Gerätepaket zur Lumineszenz Tomographie von Gesteins-, Sediment- und Bodenstrukturen
Innovation im Fokus
Wie alt sind die einzelnen Schichten eines Bodens?
Welche Prozesse haben eine Landschaft geformt – und wie wird sie sich künftig weiterentwickeln?
Lässt sich das Alter archäologischer Artefakte präzise bestimmen?

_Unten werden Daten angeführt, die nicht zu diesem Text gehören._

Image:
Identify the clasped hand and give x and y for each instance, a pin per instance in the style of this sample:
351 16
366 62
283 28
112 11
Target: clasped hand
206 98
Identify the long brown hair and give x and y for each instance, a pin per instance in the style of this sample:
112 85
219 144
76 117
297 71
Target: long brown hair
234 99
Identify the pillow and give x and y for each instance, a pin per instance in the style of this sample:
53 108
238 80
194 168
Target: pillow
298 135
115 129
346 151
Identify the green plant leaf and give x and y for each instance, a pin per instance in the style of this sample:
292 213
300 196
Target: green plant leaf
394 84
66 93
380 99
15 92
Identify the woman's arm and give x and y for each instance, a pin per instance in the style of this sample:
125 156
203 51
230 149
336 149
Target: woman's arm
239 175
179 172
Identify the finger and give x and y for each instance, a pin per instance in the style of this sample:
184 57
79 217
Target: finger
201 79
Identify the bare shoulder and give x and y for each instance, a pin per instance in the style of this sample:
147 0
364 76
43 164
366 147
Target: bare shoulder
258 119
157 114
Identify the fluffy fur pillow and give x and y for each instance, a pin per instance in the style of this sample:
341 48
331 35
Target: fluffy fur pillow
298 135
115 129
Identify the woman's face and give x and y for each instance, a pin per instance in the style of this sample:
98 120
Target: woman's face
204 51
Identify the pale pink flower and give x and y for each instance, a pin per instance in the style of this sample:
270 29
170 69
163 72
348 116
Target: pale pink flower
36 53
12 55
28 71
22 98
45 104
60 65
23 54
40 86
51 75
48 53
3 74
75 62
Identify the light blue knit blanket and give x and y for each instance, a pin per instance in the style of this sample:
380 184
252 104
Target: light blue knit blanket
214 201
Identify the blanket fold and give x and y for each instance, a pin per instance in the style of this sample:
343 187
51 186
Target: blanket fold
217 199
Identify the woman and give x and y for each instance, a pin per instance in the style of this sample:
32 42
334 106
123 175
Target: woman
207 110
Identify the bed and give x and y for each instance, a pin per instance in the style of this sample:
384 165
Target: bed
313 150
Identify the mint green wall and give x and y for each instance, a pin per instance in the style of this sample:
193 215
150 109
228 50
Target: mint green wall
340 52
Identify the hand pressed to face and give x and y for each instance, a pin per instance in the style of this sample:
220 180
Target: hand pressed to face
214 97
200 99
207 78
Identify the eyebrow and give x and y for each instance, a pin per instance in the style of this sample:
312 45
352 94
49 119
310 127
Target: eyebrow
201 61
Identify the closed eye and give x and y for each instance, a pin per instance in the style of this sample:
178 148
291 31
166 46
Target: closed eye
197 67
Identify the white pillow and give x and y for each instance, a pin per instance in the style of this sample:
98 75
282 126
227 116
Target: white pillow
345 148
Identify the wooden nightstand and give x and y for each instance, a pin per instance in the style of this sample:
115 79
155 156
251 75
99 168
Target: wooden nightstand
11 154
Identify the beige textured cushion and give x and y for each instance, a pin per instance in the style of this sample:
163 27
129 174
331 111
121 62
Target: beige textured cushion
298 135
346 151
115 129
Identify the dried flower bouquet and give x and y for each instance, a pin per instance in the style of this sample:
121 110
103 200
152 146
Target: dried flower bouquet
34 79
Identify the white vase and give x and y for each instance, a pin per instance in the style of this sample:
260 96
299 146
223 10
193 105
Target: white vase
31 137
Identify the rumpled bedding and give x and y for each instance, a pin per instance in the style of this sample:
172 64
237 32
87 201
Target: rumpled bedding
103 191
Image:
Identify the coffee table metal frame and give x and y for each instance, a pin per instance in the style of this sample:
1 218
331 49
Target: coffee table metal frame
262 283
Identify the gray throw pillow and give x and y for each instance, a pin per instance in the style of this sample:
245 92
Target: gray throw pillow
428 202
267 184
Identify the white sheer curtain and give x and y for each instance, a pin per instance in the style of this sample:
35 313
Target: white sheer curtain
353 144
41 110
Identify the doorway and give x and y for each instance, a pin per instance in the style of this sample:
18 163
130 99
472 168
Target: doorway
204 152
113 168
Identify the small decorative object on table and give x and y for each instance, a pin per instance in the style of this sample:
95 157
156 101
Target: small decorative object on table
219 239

Fragen wie diese stehen im Zentrum geowissenschaftlicher und archäologischer Forschung. Am Institut für Geographie der Universität zu Köln (UzK) wurde zwischen 2022 und 2023 ein innovatives Gerätepaket zur Lumineszenz Tomographie aufgebaut, das hilft, genau solche Fragen mit innovativen Methoden zu beantworten. Gefördert durch die Deutsche Forschungsgemeinschaft (DFG) und unter der Leitung von Professor Dr. Tony Reimann, eröffnet es neue methodische Möglichkeiten zur Untersuchung von Gesteins-, Sediment- und Bodenstrukturen. Genauer gesagt ermöglicht das Paket die Entwicklung von 3D-Analysen der Lumineszenzeigenschaften in Gesteins- Sediments- und Bodenstrukturen im räumlichen und zeitlichen Kontext.
Kernstück: New Generation Luminescence Reader
Das zentrale Gerät ist ein new generation luminescence reader (Abb. 1), spezialisiert auf InfraRed PhotoLuminescence (IRPL, Prasad et al. 2017; Kumar et al. 2018). Diese Technik ermöglicht es erstmals, dosimetrische Lumineszenz-Information zerstörungsfrei aus natürlichen Mineralen zu gewinnen.
- Mit ortsaufgelöstem Lumineszenz Imaging (z. B. HR-IRPL, EMCCD) können verbesserte Lumineszenz-Analysen von Gesteinsoberflächen, sowie saprolitischem oder vulkanischem Material durchgeführt werden.
- Parallel dazu bildet IRPL die Grundlage, um Lumineszenz-Tomographien als neuartige Methode weiterzuentwickeln.
Ergänzung durch micro-XRF Spektrometer
Als assoziiertes Gerät wird ein micro-XRF Spektrometer (Abb. 2) integriert. Damit lassen sich chemische Elementverteilungen von Gesteins- und Bodenoberflächen räumlich kartieren, die sich dann mit den Lumineszenz-Daten kombinieren lassen.
Ziel: Lumineszenz-Tomographie
Durch dieses Zusammenspiel beider Geräte können Lumineszenz-Eigenschaften von Mineralkörnern in ihrem räumlichen Kontext erfasst (Lumineszenz-Gerät) und mit Elementverteilungskarten (micro-XRF) verschnitten werden. Das Ziel ist es, Lumineszenz-Tomographie zu ermöglichen und somit relevante Gesteins-, Sediment und Bodenstrukturen in drei räumlichen Dimensionen und in Abhängigkeit der Zeit zu erfassen. So wird ermöglicht, räumlich aufgelöste Altersabfolgen zu rekonstruieren und gleichzeitig Kontext- und Prozessinformationen zu Landschaftsdynamik, Bodengenese oder auch archäologischen Artefakten zu gewinnen.
Bedeutung für Forschung und Vernetzung
Das Projekt erweitert das international sichtbare Kölner Lumineszenzlabor (CLL) (LINK) und stärkt den geochronologischen Schwerpunkt an der UzK.
Besonders die Einbindung interner und externer Mitnutzer*innen aus dem Bereich der Geowissenschaften und Archäologie verdeutlicht das Potenzial des Gerätepakets, einerseits innovative Anwendungen weiterzuentwickeln und andererseits Vernetzung innerhalb des Geowissenschaftlichen Departments (UzK), des Geoverbunds ABC/J und des Instituts für Ur- und Frühgeschichte (UzK) zu fördern.